Song: 363N63 by King Krule
https://www.youtube.com/watch?v=QgL2q2t1KEA
Artist's Statement
I’m excited to be inspired by the talent of the young King Krule, who adapts different styles and creative influences into unique, nuanced music. So in my visual adaptation of his instrumental piece “363N63” while I visually adapted some formal elements, I decided to use my own individual authorship to take the sensual and cerebral response I had while listening and create an accompanying piece. In creating this work, I found myself thinking about a particular part from Annie Dillard’s essay “Seeing,” in which she says “Seeing of course is very much a matter of verbalization. Unless I call my attention to what passes before my eyes, I simply won’t see it.” I was worried that I wouldn’t know enough about music to be able to express what it is that I was hearing, and how I could translate that to visual art. I noticed an “echo-y” quality about the song and I identified that as reverb. Once I was able to verbalize that, I could understand it formally and how it contributed to make the song's narrative exploration of the innovative minds of youth. Finally, being able to verbalize how the reverb contributed to the tone, allowed me to make a visual piece that accompanies both that form and its effect.
Formally, my work is divided up into two parts. My double exposed pieces, which I double exposed within my camera and have otherwise not been manipulated. The idea of the double exposure came from a formal element in the song. The song consists of this bright, youthful guitar riff which we are introduced to, and then blended with a lower cerebral bass that is cohesive musically, yet a variation which completes the sound. Visually, I represented this by double exposing an image: sometimes a variation of the same image, sometimes a completely different image that completes the picture. Plus, the initial guitar is reverbed, evoking a sense of auditory multiple exposure.Then there is the second part, which are the unaltered single exposed photos. These photos visually represent the stiller moments of the song as well as the the contemplative bass which remains steady throughout the song as everything else reverbs, weaves, waxes, and wains. The pictures are also mostly underexposed, which gives the collection a darker tone that matches the lower bass, yet the subjects (the two making art, the girl in the snow suit, and the girl on the laundry machine) represent the youthful, creative voice of the layers of reverb, guitars, and drum pad. I have ordered them from lightest to darker photos to accompany the progression of the light guitar reducing eventually to the lone dark bass. The realism of photography and the dark, underexposure of the photos matches the raw, gritty recording style of 363N63 as well.

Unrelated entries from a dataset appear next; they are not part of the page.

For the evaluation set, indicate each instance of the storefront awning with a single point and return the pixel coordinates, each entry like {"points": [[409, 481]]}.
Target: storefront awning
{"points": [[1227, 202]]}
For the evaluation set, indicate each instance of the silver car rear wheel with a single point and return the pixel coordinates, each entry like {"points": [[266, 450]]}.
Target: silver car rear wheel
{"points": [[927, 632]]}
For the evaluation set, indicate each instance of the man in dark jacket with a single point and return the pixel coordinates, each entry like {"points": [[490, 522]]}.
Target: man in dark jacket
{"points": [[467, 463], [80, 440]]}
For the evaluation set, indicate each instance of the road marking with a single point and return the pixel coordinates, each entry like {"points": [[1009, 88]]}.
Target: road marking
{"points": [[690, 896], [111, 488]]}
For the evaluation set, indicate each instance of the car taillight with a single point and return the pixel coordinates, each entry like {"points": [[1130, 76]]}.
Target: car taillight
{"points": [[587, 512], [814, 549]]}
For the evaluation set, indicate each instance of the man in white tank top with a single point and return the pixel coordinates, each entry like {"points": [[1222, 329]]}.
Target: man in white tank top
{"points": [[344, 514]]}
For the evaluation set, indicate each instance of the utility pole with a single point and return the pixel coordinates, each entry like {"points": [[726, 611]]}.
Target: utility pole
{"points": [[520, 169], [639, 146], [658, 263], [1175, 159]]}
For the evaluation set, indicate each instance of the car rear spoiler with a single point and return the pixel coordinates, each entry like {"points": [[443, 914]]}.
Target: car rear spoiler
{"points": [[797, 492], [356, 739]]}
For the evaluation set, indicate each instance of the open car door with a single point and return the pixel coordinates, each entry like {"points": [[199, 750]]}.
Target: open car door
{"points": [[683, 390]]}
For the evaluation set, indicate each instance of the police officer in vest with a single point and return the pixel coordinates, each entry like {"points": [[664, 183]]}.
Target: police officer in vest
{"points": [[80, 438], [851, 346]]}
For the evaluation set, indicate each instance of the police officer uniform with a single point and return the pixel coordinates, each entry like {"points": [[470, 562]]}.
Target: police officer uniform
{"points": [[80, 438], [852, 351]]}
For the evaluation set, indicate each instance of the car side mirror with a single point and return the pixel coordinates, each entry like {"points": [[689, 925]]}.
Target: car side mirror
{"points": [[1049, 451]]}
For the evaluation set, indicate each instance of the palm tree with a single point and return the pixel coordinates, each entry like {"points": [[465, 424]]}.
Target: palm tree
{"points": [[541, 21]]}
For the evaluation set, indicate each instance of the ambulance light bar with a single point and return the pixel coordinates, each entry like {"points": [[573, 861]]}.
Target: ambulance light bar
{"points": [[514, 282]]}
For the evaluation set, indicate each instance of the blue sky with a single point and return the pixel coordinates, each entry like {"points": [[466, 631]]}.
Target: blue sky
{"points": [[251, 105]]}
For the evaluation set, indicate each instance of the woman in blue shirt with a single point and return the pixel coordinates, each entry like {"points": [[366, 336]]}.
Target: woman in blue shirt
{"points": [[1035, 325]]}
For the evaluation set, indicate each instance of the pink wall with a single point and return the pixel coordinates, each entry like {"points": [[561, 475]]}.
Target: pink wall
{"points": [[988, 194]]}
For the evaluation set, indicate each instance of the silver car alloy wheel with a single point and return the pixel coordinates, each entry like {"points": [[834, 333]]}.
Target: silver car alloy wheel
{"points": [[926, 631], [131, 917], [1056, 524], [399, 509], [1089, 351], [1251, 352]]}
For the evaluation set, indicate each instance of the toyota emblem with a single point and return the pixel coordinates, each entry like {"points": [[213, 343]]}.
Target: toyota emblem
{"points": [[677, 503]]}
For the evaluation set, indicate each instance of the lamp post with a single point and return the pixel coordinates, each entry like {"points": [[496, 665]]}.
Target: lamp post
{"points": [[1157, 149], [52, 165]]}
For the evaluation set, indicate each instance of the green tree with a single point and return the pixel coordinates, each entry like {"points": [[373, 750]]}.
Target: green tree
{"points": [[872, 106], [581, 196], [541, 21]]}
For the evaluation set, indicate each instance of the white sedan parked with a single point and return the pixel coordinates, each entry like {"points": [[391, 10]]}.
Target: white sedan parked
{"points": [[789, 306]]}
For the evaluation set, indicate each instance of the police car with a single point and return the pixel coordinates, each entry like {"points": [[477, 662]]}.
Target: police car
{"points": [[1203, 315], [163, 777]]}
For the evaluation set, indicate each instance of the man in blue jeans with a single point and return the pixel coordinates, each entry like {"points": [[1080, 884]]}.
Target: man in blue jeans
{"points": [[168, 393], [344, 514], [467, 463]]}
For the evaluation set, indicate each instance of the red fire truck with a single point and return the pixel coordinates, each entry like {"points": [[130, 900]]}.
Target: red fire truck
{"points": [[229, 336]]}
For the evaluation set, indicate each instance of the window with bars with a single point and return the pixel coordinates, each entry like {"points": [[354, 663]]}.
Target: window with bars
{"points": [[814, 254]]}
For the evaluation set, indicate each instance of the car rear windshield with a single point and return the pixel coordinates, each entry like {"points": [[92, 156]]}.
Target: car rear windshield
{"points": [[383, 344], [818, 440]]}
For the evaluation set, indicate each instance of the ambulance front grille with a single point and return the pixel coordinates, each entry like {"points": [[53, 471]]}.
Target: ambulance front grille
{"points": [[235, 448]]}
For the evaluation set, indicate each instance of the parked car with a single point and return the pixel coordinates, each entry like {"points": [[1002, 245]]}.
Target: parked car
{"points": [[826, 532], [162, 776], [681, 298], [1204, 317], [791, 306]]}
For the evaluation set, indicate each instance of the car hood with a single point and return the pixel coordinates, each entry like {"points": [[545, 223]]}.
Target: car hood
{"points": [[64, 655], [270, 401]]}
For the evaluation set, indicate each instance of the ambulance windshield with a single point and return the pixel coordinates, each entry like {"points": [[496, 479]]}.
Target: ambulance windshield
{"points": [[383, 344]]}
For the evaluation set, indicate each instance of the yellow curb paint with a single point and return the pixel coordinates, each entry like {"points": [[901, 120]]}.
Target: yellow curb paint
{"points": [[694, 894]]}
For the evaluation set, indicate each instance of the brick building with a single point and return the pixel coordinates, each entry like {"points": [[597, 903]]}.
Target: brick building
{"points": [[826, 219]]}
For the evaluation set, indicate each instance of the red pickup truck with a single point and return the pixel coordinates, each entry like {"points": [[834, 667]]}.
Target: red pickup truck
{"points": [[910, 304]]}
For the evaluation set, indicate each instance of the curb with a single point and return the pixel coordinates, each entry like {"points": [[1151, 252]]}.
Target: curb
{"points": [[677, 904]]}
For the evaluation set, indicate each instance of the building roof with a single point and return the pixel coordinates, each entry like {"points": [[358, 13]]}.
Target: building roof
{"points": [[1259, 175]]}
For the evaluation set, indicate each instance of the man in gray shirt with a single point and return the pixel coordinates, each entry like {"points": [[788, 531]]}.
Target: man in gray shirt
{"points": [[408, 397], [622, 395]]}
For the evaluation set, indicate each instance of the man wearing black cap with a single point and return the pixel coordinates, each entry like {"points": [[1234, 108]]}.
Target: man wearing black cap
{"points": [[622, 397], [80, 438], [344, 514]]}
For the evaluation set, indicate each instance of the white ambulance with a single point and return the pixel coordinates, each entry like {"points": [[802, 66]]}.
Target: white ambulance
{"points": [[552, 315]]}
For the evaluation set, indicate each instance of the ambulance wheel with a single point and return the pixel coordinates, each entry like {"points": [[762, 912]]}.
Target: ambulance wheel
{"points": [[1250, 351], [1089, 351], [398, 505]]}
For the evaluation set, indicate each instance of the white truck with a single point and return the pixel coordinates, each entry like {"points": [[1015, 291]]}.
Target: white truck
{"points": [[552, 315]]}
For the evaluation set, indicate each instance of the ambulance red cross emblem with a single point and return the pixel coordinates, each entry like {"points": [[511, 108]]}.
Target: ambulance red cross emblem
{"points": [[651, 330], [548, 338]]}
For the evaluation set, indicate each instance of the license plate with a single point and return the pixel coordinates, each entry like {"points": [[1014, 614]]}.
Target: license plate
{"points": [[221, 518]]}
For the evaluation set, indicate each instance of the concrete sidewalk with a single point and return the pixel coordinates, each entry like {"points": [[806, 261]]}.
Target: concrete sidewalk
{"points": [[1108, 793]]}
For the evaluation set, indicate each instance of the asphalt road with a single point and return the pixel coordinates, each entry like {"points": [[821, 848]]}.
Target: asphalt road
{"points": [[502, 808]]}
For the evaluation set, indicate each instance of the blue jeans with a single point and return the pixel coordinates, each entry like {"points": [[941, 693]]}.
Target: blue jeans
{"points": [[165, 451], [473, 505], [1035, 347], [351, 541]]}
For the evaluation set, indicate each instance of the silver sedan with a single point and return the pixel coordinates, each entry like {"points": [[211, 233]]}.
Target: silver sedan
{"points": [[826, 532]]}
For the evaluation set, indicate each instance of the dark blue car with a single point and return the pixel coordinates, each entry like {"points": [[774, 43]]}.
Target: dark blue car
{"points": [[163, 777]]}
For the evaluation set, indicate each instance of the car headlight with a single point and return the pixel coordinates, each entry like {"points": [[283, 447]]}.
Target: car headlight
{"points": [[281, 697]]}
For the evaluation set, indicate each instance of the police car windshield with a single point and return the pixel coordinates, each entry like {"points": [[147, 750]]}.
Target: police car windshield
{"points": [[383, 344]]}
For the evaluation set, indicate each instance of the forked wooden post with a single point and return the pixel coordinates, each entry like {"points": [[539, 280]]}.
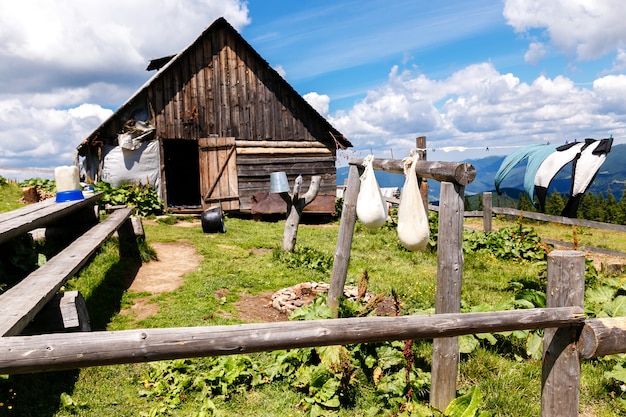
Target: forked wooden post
{"points": [[449, 276], [344, 239], [421, 151], [487, 212], [560, 376]]}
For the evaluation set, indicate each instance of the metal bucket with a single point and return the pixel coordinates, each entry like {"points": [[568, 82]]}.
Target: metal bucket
{"points": [[278, 182], [213, 220]]}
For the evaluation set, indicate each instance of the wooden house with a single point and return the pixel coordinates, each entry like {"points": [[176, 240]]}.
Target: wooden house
{"points": [[210, 126]]}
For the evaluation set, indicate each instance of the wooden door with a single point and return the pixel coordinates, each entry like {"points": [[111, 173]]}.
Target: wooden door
{"points": [[218, 173]]}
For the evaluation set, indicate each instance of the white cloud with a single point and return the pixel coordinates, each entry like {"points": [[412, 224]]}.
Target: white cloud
{"points": [[536, 51], [63, 42], [319, 102], [44, 136], [478, 107], [59, 58], [585, 29]]}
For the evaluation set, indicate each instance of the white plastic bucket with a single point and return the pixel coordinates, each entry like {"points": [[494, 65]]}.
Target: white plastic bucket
{"points": [[66, 178]]}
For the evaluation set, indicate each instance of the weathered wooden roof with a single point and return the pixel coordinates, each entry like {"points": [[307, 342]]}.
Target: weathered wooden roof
{"points": [[222, 25]]}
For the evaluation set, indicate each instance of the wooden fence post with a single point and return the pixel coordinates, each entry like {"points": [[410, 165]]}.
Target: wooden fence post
{"points": [[448, 299], [487, 213], [560, 376], [344, 239]]}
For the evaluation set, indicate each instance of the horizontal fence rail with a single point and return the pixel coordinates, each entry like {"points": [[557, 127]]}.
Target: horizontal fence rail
{"points": [[24, 354]]}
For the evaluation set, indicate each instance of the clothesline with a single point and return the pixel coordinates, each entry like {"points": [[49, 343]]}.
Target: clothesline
{"points": [[459, 148]]}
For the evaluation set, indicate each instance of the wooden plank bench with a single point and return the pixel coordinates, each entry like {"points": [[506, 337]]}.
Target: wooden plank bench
{"points": [[20, 304], [17, 222]]}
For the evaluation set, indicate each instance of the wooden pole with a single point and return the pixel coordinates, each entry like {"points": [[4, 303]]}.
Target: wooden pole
{"points": [[344, 239], [601, 337], [456, 172], [421, 150], [448, 300], [560, 376], [487, 213], [48, 352]]}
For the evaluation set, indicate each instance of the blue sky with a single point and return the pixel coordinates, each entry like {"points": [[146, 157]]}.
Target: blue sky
{"points": [[468, 75]]}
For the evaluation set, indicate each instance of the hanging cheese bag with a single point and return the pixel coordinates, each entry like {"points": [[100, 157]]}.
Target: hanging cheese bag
{"points": [[371, 209], [413, 228]]}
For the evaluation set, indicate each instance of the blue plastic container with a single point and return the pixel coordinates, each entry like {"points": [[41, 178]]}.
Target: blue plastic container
{"points": [[71, 195]]}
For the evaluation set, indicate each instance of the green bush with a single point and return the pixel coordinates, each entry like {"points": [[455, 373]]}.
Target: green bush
{"points": [[143, 197]]}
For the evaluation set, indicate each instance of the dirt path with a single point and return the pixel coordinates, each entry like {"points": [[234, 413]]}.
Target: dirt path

There is a young artist from New Zealand who does drawings and paintings of people, but she adds a flare to the drawings which make them more than just portraits. Sometimes she adds clouds or distorts the drawings so there is repetition in features. (http://henriettaharris.com/paintings-gallery/) She is one of my favorite contemporary artists and there are qualities in her work that complement 363N63 as well as my collection. There is a common theme between her work and my mosaic of the innovation and celebration of youth. She does head portraits of young people, suggesting through the alterations that there is something outside the box and expressive about their minds. I wanted to provoke a similar idea instead through the medium of photography.